Sorunlarımızla kimse ilgilenmiyor. Birkaç belediye başkanımız var, onların önünde saygıyla eğiliyorum; bunlar, her zaman özellikle Roman vatandaşlara kucaklarını açtılar; ev yaptılar, aş vermeye çalıştılar, iş vermeye çalıştılar ama yetmiyor. Biz Romanlar. Türkiye'de kendi kültürünü yaşayan, kendi kültürüne değer veren ama kimseye zarar vermeyen bir yapıyız. Bizi iyi anlayın. Biz, sonuna kadar bir şey istemiyoruz, onurla, şerefle eğitim istiyoruz. Bize de iş verin, biz de bu ülkenin vatandaşıyız; bize de aş verin, biz de bu ülkenin vatandaşıyız. Bizi kimse dışlamasın. Bizi, polis, gördüğü yerde müstakbel suçlu gibi yakalamasın. Ne yapmışız, bu ülkeye zarar mı vermişiz, bu ülkenin kılına mı dokunmuşuz? Türkiye Cumhuriyeti'nin bayrağı altında saygıyla yaşayan bir grubuz biz Romanlar.

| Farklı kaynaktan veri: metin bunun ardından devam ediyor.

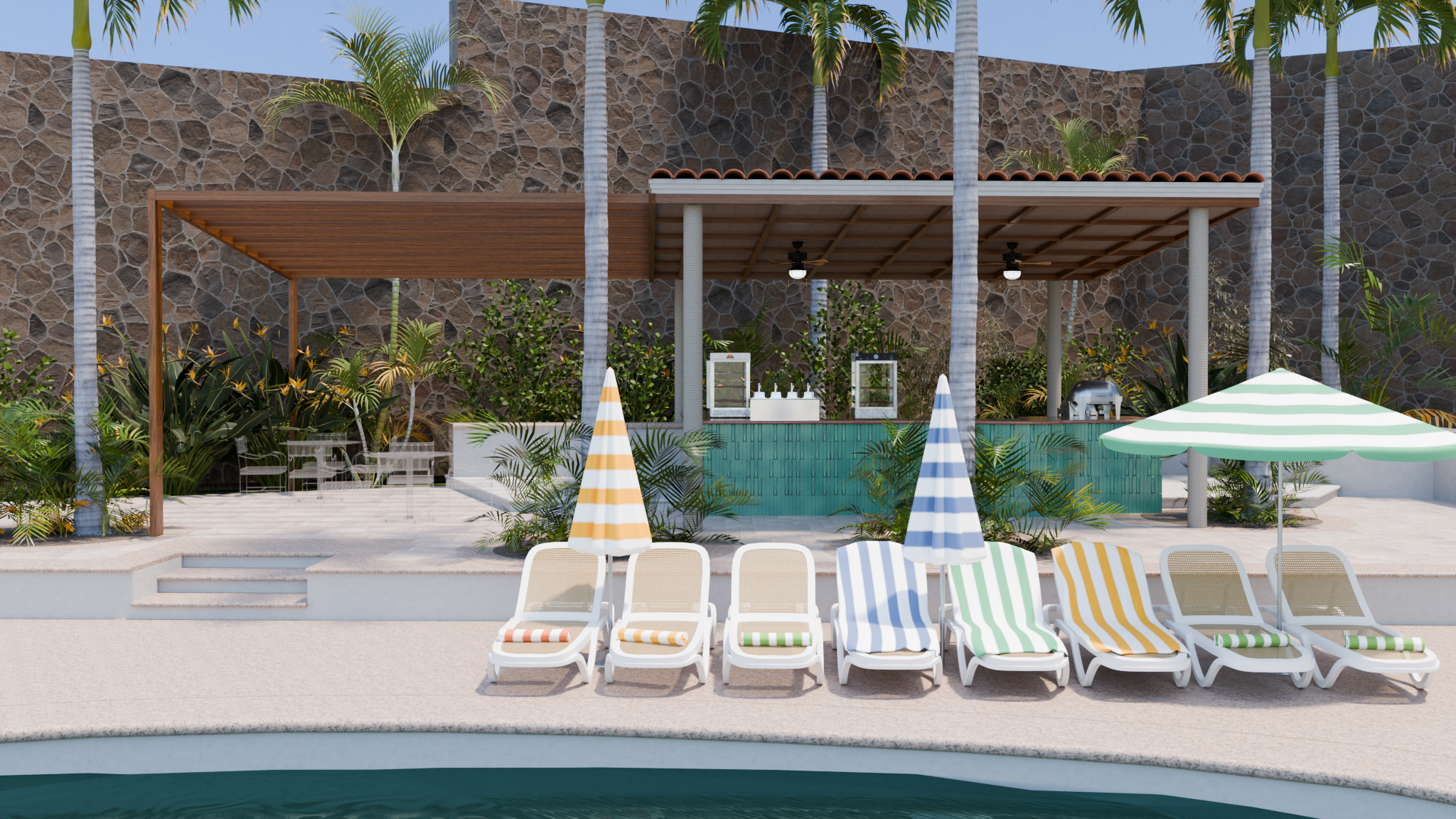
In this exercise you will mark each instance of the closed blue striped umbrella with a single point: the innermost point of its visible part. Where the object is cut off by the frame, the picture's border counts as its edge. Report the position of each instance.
(944, 525)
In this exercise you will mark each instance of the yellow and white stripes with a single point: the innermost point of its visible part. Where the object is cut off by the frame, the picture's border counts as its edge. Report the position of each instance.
(611, 518)
(1107, 599)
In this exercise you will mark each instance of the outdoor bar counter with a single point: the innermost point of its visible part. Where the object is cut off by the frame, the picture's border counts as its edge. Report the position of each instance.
(807, 466)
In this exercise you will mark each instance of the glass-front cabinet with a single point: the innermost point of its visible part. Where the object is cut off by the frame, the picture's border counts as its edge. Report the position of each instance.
(874, 381)
(729, 385)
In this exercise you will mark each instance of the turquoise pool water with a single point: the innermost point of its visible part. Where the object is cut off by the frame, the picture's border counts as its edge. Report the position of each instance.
(567, 793)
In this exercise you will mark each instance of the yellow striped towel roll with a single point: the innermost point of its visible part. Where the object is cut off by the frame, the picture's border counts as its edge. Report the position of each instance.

Değerli arkadaşlar, Dünya Romanlar Günü'ydü dün. Ben, tüm Roman vatandaşlarımızın Dünya Romanlar Günü'nü kutluyorum. Yine diyorum: İlla da Roman olsun. (CHP sıralarından alkışlar) Taştan olsun, çamurdan olsun ama onlar insan, onlara insanca yaklaşın.
Hepinize saygılar sunarım. (CHP sıralarından alkışlar)
BAŞKAN - Teşekkür ediyorum.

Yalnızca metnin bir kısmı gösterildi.